To Love Britain doesn’t imply a blind acceptance of all its qualities
The row about the Daily Mail’s story about Ralph Milliband has been big news this week. For me, as well as the specific issues around the inappropriateness of the Mail’s criticism of Ed Milliband’s late father, this has for me opened up a wider issue about the nature of patriotism. What does it mean to love or hate one’s country?
There are two points which stand out. First there are as many as stories for why people love Britain as there are people in this country. This is a small country with large differences. Many of us have a different stories of who we are and where we come from. Some of us, myself included, are proud to be able to speak other languages besides English. Even amongst English speakers we can at times celebrate the mutual incomprehensibility of those who come from different parts of the same island. Our countryside is wonderfully different with major changes in landscape in the space of a short journey.
So diversity is in our genes as a nation. The Britain I love tolerates and indeed celebrates diversity. If Britain as nation state has had a single defining quality over the centuries it has been the ability, in general, to manage differences and avoid the worst excesses of sectarian or political conflict which have been so common in parts of mainland Europe. There are exceptions and the history of Ireland illustrates many of them.

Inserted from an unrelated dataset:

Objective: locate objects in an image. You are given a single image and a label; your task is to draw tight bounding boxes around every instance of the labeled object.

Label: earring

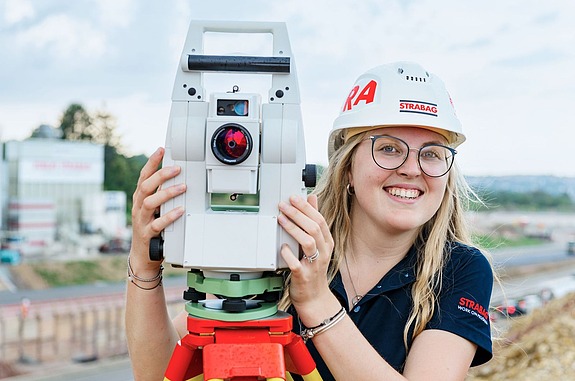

My second point is that a love of country does not imply a blind acceptance of all its qualities. It is possible to love Britain but hate some of the injustices which have been carried out its name. As a Welshman I hate the historic repression of the welsh language. As a mental health campaigner I hate the negative attitudes towards people with mental illness which have pervaded our society. As a criminal justice reformer I am profoundly ashamed of the fact that we have the largest prison population per head in Western Europe.
There is an important sense in which history defines a nation and I am a strong supporter of young people learning the history of Britain. But history must not be a straitjacket and within our history there are many different and, at times, conflicting narratives. History is not just about kings and queens and indeed it is one of the most positive contributions of Marxism to the study history to shift its emphasis more onto the stories of ordinary people. Those different stories do inspire a love of nation but they also highlight some of what we ought to change in our country.
A patriotism which also dreams of a brighter and better tomorrow is entirely possible. Indeed it is ironic that one of our best patriotic songs, Jerusalem, is based entirely on such a vision. How many “lovers of Britain” sing with gusto:
And was Jerusalem builded here,
Among these dark Satanic Mills?
Earlier in the week I had 10 minutes waiting in Liverpool Street Station standing by the moving Kindertransport memorial. That made me very proud to be British. That is the Britain I love.